The rankings for Millennials are equally telling. Back in 2017, the list for 18-34-year-olds was full of celebrities, with Taylor Swift topping the ranking and Jennifer Lawrence and Beyoncé following up. But this time around there were some major differences—though T.Swift was still a top five response among both 20-29-year-olds and 30-38-year-olds. But the singer was the only “traditional” celebrity to receive enough responses to make the top ranking. Instead, the top five lists for both older age groups here are distinctly more political—perhaps because we are asking in an election year. But while Barack Obama made the top ranking for both Millennial groups here, 20-29-year-olds were the most likely to name Alexandria Ocasio-Cortez, while Donald Trump only appears in the ranking among 30-38-year-olds.
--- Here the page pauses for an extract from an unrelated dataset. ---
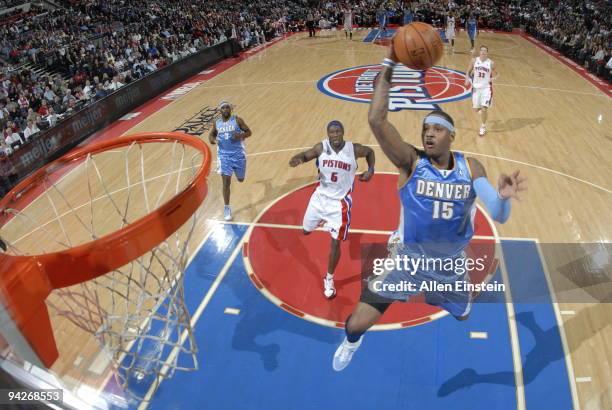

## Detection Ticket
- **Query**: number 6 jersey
[398,151,476,257]
[316,139,357,199]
Some may be surprised to see the current president on the list at all considering Millennials’ reputation as a progressive-leaning generation. (Though significantly Barack Obama actually topped their ranking.) And indeed, YPulse’s Not Waiting for the World to Change trend found that Millennials are far more likely to affiliate with the Democratic party than Republican. But we also found that in the years since the 2016 election, the number of 18-39-year-olds who affiliate as Republican has increased from 16% to 25%. The fact that Trump appears on the 30-39-year-old ranking and AOC appears on the 20-29-year-old ranking could signal some of this increasing political polarization within the generation.